Taliban forces and fighters loyal to local leader Ahmad Massoud have battled in Afghanistan’s Panjshir Valley, more than two weeks after the Islamist militia seized power, as Taliban leaders in the capital Kabul worked to form a government.

Panjshir is the last province resisting rule by the Taliban, whose overthrow of the Western-backed government as US and other foreign troops withdrew after 20 years has left the country in chaos.

Each side said it had inflicted heavy casualties.

“We started operations after negotiation with the local armed group failed,” Taliban spokesman Zabihullah Mujahid said on Thursday.

Taliban fighters had entered Panjshir and taken control of some territory, he said.

“They (the enemy) suffered heavy losses.”

A spokesman for the National Resistance Front of Afghanistan (NRFA) rebel grouping said it had full control of all passes and entrances and had driven back efforts to take Shotul district.

“The enemy made multiple attempts to enter Shotul from Jabul-Saraj, and failed each time,” he said, referring to a town in neighbouring Parwan province.

Since the Taliban swept into Kabul on August 15, several thousand fighters from local militias and remnants of the government’s armed forces have massed in Panjshir under the leadership of Massoud, son of a former Mujahideen commander.

They have been holding out in the steep valley where attacks from outside are difficult.

Efforts to negotiate a settlement appear to have broken down, with each side blaming the other for the failure, as the Taliban prepared to announce a new government.

Mujahid said this was a matter of a few days away, while Taliban official Ahmadullah Muttaqi said a ceremony was being organised at the presidential palace.

The legitimacy of the government in the eyes of international donors and investors will be crucial for the economy as the country battles drought and the ravages of a 20-year conflict that killed an estimated 240,000 Afghans.

Humanitarian organisations have warned of impending catastrophe and the economy – reliant for years on many millions of dollars of foreign aid – is close to collapse.

Many Afghans were struggling to feed their families amid severe drought well before the Taliban militants seized power and millions may now face starvation with the country isolated and the economy unravelling, aid agencies say.

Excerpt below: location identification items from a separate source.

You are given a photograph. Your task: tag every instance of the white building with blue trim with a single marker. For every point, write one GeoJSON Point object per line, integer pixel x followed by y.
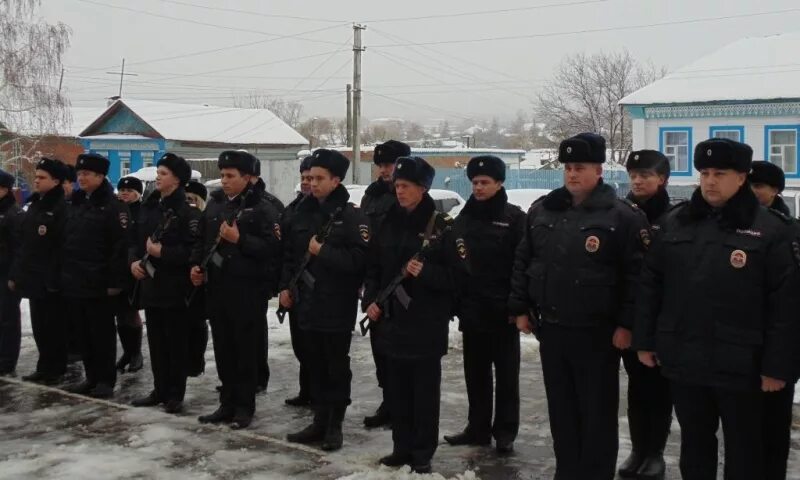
{"type": "Point", "coordinates": [747, 91]}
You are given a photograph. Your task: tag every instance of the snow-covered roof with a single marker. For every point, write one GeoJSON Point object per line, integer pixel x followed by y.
{"type": "Point", "coordinates": [756, 68]}
{"type": "Point", "coordinates": [206, 123]}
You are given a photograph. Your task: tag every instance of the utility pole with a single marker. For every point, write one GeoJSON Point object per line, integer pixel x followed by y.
{"type": "Point", "coordinates": [122, 74]}
{"type": "Point", "coordinates": [349, 139]}
{"type": "Point", "coordinates": [357, 49]}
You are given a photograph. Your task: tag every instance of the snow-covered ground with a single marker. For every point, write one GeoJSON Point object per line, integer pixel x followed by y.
{"type": "Point", "coordinates": [46, 433]}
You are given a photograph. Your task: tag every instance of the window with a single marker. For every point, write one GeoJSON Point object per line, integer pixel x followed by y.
{"type": "Point", "coordinates": [781, 144]}
{"type": "Point", "coordinates": [676, 145]}
{"type": "Point", "coordinates": [731, 132]}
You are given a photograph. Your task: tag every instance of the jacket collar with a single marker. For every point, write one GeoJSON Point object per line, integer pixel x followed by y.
{"type": "Point", "coordinates": [491, 208]}
{"type": "Point", "coordinates": [739, 212]}
{"type": "Point", "coordinates": [602, 197]}
{"type": "Point", "coordinates": [653, 207]}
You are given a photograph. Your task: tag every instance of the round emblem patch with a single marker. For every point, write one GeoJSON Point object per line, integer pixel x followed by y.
{"type": "Point", "coordinates": [738, 259]}
{"type": "Point", "coordinates": [592, 244]}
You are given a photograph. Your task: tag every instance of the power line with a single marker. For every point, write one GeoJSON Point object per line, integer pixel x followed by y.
{"type": "Point", "coordinates": [592, 30]}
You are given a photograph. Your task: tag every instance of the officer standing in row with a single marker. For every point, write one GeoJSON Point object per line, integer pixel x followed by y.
{"type": "Point", "coordinates": [416, 241]}
{"type": "Point", "coordinates": [167, 232]}
{"type": "Point", "coordinates": [196, 195]}
{"type": "Point", "coordinates": [649, 402]}
{"type": "Point", "coordinates": [768, 181]}
{"type": "Point", "coordinates": [10, 321]}
{"type": "Point", "coordinates": [335, 235]}
{"type": "Point", "coordinates": [36, 269]}
{"type": "Point", "coordinates": [576, 268]}
{"type": "Point", "coordinates": [240, 236]}
{"type": "Point", "coordinates": [717, 309]}
{"type": "Point", "coordinates": [491, 228]}
{"type": "Point", "coordinates": [129, 323]}
{"type": "Point", "coordinates": [94, 271]}
{"type": "Point", "coordinates": [303, 397]}
{"type": "Point", "coordinates": [378, 200]}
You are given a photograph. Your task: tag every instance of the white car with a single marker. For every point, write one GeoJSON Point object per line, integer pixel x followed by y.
{"type": "Point", "coordinates": [524, 197]}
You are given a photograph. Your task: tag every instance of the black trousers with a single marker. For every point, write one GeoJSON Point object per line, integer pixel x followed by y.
{"type": "Point", "coordinates": [98, 337]}
{"type": "Point", "coordinates": [298, 346]}
{"type": "Point", "coordinates": [169, 348]}
{"type": "Point", "coordinates": [777, 424]}
{"type": "Point", "coordinates": [263, 351]}
{"type": "Point", "coordinates": [10, 327]}
{"type": "Point", "coordinates": [381, 362]}
{"type": "Point", "coordinates": [482, 350]}
{"type": "Point", "coordinates": [235, 329]}
{"type": "Point", "coordinates": [581, 377]}
{"type": "Point", "coordinates": [49, 333]}
{"type": "Point", "coordinates": [414, 393]}
{"type": "Point", "coordinates": [699, 410]}
{"type": "Point", "coordinates": [328, 355]}
{"type": "Point", "coordinates": [649, 405]}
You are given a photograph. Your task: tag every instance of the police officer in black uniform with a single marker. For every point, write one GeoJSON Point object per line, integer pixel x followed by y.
{"type": "Point", "coordinates": [95, 271]}
{"type": "Point", "coordinates": [767, 181]}
{"type": "Point", "coordinates": [717, 310]}
{"type": "Point", "coordinates": [10, 322]}
{"type": "Point", "coordinates": [327, 294]}
{"type": "Point", "coordinates": [378, 200]}
{"type": "Point", "coordinates": [240, 234]}
{"type": "Point", "coordinates": [414, 322]}
{"type": "Point", "coordinates": [303, 397]}
{"type": "Point", "coordinates": [197, 333]}
{"type": "Point", "coordinates": [576, 269]}
{"type": "Point", "coordinates": [36, 269]}
{"type": "Point", "coordinates": [649, 402]}
{"type": "Point", "coordinates": [129, 323]}
{"type": "Point", "coordinates": [491, 229]}
{"type": "Point", "coordinates": [167, 232]}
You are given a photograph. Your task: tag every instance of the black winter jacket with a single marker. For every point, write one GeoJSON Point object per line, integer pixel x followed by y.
{"type": "Point", "coordinates": [96, 240]}
{"type": "Point", "coordinates": [491, 230]}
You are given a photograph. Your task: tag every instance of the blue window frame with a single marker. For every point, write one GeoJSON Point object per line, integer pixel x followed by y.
{"type": "Point", "coordinates": [676, 144]}
{"type": "Point", "coordinates": [733, 132]}
{"type": "Point", "coordinates": [781, 144]}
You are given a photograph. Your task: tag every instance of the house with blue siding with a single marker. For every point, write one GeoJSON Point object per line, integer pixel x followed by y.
{"type": "Point", "coordinates": [135, 133]}
{"type": "Point", "coordinates": [747, 91]}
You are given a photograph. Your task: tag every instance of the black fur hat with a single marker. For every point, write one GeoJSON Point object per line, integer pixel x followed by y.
{"type": "Point", "coordinates": [723, 153]}
{"type": "Point", "coordinates": [414, 169]}
{"type": "Point", "coordinates": [583, 148]}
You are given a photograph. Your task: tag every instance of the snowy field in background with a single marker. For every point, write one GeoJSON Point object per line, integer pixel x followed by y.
{"type": "Point", "coordinates": [47, 434]}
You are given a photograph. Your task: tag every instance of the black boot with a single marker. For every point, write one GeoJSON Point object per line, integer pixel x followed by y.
{"type": "Point", "coordinates": [314, 432]}
{"type": "Point", "coordinates": [380, 418]}
{"type": "Point", "coordinates": [638, 425]}
{"type": "Point", "coordinates": [467, 437]}
{"type": "Point", "coordinates": [333, 434]}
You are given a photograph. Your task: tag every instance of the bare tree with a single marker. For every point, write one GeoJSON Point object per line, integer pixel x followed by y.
{"type": "Point", "coordinates": [584, 95]}
{"type": "Point", "coordinates": [287, 110]}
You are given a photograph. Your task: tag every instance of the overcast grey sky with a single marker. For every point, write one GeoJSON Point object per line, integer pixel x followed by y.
{"type": "Point", "coordinates": [206, 52]}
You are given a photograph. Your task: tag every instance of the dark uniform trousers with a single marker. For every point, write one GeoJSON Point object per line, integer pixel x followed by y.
{"type": "Point", "coordinates": [777, 424]}
{"type": "Point", "coordinates": [263, 350]}
{"type": "Point", "coordinates": [500, 348]}
{"type": "Point", "coordinates": [299, 348]}
{"type": "Point", "coordinates": [581, 377]}
{"type": "Point", "coordinates": [235, 329]}
{"type": "Point", "coordinates": [98, 337]}
{"type": "Point", "coordinates": [49, 333]}
{"type": "Point", "coordinates": [414, 394]}
{"type": "Point", "coordinates": [169, 348]}
{"type": "Point", "coordinates": [699, 409]}
{"type": "Point", "coordinates": [649, 405]}
{"type": "Point", "coordinates": [328, 357]}
{"type": "Point", "coordinates": [10, 327]}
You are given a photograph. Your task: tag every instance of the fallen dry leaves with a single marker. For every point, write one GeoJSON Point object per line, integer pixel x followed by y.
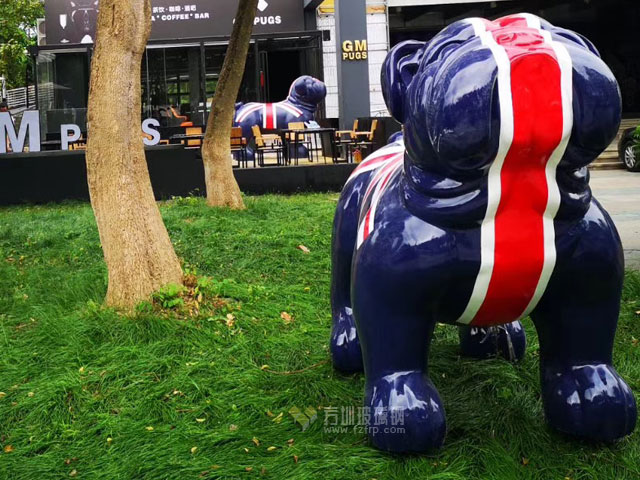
{"type": "Point", "coordinates": [288, 319]}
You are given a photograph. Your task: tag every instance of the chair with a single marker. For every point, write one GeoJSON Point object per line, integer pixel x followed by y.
{"type": "Point", "coordinates": [346, 143]}
{"type": "Point", "coordinates": [366, 143]}
{"type": "Point", "coordinates": [239, 147]}
{"type": "Point", "coordinates": [299, 139]}
{"type": "Point", "coordinates": [266, 144]}
{"type": "Point", "coordinates": [195, 142]}
{"type": "Point", "coordinates": [80, 144]}
{"type": "Point", "coordinates": [182, 118]}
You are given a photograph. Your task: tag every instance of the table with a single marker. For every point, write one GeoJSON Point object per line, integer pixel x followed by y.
{"type": "Point", "coordinates": [184, 136]}
{"type": "Point", "coordinates": [327, 137]}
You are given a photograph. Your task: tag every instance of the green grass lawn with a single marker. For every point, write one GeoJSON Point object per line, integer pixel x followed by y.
{"type": "Point", "coordinates": [93, 394]}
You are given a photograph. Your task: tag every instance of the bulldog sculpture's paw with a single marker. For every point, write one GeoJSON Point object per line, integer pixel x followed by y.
{"type": "Point", "coordinates": [590, 401]}
{"type": "Point", "coordinates": [480, 216]}
{"type": "Point", "coordinates": [406, 413]}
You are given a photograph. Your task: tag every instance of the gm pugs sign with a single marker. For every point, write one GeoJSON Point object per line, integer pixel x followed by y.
{"type": "Point", "coordinates": [353, 50]}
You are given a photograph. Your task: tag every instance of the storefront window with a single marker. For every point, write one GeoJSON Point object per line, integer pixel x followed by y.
{"type": "Point", "coordinates": [63, 88]}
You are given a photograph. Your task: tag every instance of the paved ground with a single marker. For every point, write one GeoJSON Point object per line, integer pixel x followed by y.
{"type": "Point", "coordinates": [619, 193]}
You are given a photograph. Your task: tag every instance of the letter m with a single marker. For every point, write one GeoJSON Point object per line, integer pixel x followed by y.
{"type": "Point", "coordinates": [361, 45]}
{"type": "Point", "coordinates": [30, 125]}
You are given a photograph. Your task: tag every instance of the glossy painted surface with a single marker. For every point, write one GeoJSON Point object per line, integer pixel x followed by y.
{"type": "Point", "coordinates": [305, 94]}
{"type": "Point", "coordinates": [500, 120]}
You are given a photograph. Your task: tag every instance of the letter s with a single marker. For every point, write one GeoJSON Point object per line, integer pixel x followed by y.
{"type": "Point", "coordinates": [147, 130]}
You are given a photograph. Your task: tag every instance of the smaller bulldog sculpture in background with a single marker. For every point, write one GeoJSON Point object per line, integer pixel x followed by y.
{"type": "Point", "coordinates": [482, 215]}
{"type": "Point", "coordinates": [305, 94]}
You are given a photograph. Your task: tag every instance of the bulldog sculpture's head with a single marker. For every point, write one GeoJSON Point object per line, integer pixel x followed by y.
{"type": "Point", "coordinates": [480, 89]}
{"type": "Point", "coordinates": [307, 91]}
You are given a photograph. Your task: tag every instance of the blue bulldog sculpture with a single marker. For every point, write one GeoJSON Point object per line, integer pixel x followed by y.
{"type": "Point", "coordinates": [305, 94]}
{"type": "Point", "coordinates": [482, 215]}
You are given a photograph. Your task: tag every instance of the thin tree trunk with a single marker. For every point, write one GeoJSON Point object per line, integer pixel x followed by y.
{"type": "Point", "coordinates": [138, 252]}
{"type": "Point", "coordinates": [222, 188]}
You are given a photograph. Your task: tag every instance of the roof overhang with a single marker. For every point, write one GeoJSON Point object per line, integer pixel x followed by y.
{"type": "Point", "coordinates": [420, 3]}
{"type": "Point", "coordinates": [312, 4]}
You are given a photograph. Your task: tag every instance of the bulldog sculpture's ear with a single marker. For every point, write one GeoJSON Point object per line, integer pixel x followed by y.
{"type": "Point", "coordinates": [399, 68]}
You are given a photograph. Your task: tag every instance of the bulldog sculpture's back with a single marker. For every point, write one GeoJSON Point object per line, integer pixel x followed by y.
{"type": "Point", "coordinates": [480, 217]}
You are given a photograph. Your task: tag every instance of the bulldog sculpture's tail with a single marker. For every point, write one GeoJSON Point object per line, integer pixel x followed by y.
{"type": "Point", "coordinates": [480, 217]}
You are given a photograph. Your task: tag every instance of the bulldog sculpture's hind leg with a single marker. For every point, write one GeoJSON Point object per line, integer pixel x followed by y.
{"type": "Point", "coordinates": [482, 215]}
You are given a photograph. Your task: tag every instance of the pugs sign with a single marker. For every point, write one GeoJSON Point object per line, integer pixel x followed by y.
{"type": "Point", "coordinates": [354, 50]}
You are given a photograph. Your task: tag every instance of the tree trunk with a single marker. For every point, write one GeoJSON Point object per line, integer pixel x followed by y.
{"type": "Point", "coordinates": [222, 188]}
{"type": "Point", "coordinates": [138, 252]}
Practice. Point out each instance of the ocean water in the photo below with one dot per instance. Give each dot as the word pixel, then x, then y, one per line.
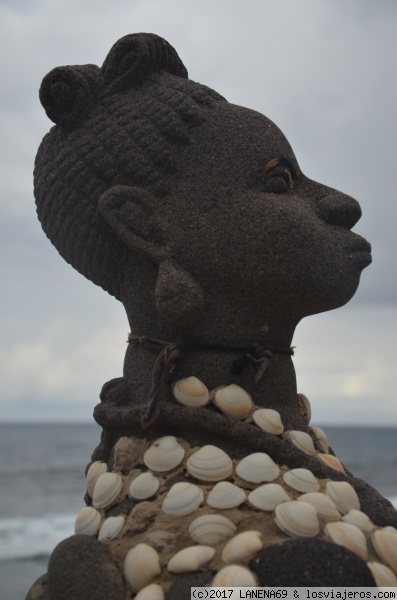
pixel 42 485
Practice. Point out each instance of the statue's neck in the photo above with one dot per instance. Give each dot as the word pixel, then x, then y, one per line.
pixel 214 366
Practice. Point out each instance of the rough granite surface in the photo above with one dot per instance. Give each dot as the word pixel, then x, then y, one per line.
pixel 194 213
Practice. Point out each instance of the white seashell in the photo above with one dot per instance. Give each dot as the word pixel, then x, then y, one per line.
pixel 385 544
pixel 268 496
pixel 190 559
pixel 107 488
pixel 211 529
pixel 233 401
pixel 257 467
pixel 384 577
pixel 87 521
pixel 359 519
pixel 210 464
pixel 301 440
pixel 226 495
pixel 144 486
pixel 301 480
pixel 153 591
pixel 298 519
pixel 182 499
pixel 242 546
pixel 304 405
pixel 141 566
pixel 332 461
pixel 234 576
pixel 344 496
pixel 111 527
pixel 323 504
pixel 164 454
pixel 269 420
pixel 349 536
pixel 96 469
pixel 191 392
pixel 321 438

The Taliban enforced a radical form of sharia, or Islamic law, when it ruled from 1996-2001 but has tried to present a more moderate face to the world this time, promising to protect human rights and refrain from reprisals against old enemies.

The United States, the European Union and others have cast doubt on such assurances, saying formal recognition of the new government – and the economic aid that would flow from that – is contingent on action.

A source with direct knowledge of the move said Afghan diplomats had been asked to stay in overseas posts for the time being.

The Taliban had made clear there would eventually be change but also wanted to maintain a sense of continuity, the source said.

The Taliban has promised safe passage out of the country for any foreigners or Afghans left behind by the huge airlift which ended when US troops withdrew on Monday.

But with Kabul airport still closed, many were seeking to flee over land.